К черту долги, слова, теории! Он хочет покоя! У него есть книги, есть коллекция. Они заменяют ему и политику, и светские развлечения, и друзей. Он не хочет слышать о политике.
Горячиться, однако, не следует. Он должен обдумать все здраво, трезво. Конечно, потерянная земля для колян – реальность. И хотелось себя ругнуть: испугался, потому что почуял опасность? Как и тогда? Недовольно поворочался в кресле. Это «тогда» он не любил помнить. Думал: перед собой он прав. Тогда он увидел опасность раньше других, отошел и тем спасся. Не такие ломались. Изменил своим убеждениям Достоевский – ум! А он маленький человек.
Шешелов давно придумал себе это оправдание и находил в нем утешение. А Петрашевский не сдался, до сих пор не сдался...

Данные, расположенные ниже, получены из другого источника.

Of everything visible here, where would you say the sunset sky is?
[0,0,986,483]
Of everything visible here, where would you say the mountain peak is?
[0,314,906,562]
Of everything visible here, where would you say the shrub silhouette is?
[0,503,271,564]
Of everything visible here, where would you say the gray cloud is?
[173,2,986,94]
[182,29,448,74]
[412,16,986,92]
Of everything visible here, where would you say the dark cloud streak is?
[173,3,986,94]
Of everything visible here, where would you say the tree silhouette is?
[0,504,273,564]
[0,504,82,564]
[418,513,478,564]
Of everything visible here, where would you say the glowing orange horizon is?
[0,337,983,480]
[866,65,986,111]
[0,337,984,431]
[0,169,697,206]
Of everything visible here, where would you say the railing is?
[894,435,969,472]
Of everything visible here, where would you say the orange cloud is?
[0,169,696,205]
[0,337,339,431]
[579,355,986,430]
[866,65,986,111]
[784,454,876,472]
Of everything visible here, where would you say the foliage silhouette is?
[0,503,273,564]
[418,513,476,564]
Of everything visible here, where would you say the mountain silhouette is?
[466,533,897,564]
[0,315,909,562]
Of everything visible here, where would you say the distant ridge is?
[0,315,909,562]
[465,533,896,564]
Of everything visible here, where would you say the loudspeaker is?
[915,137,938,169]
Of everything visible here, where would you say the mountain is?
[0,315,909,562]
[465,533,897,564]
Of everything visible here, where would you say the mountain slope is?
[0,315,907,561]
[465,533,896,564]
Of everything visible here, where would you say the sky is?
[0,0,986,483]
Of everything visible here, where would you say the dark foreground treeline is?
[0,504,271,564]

В огромных часах шевельнулись пружины и певуче пробили три раза. Встревоженные, улеглись ворчливо, и снова тишину нарушал только сонный шаг маятника. Печка остыла, и от окон полз холод. Заныли от давнего ревматизма ноги. Шешелов оглядел кабинет. Портреты царской фамилии на стенах. Огромный стол и тяжелый трехсвечник. Цветастые портьеры, новый мундир городничего. Выколотил потухшую трубку, вздохнул. Господи, какая глупая и ненужная бутафория! Граница, поморы, власть, страх. Он старый и больной человек. Захотелось пожаловаться кому-нибудь, рассказать откровенно, что жизнь прошла, что много лет рядом нет близкого человека, а одиночество так тоскливо. У него нет сил разбираться в случившемся. Он чувствует, что может поступить не так, как нужно. Ему захотелось в тепло кровати. Закрыться там с головой одеялом и все-все забыть.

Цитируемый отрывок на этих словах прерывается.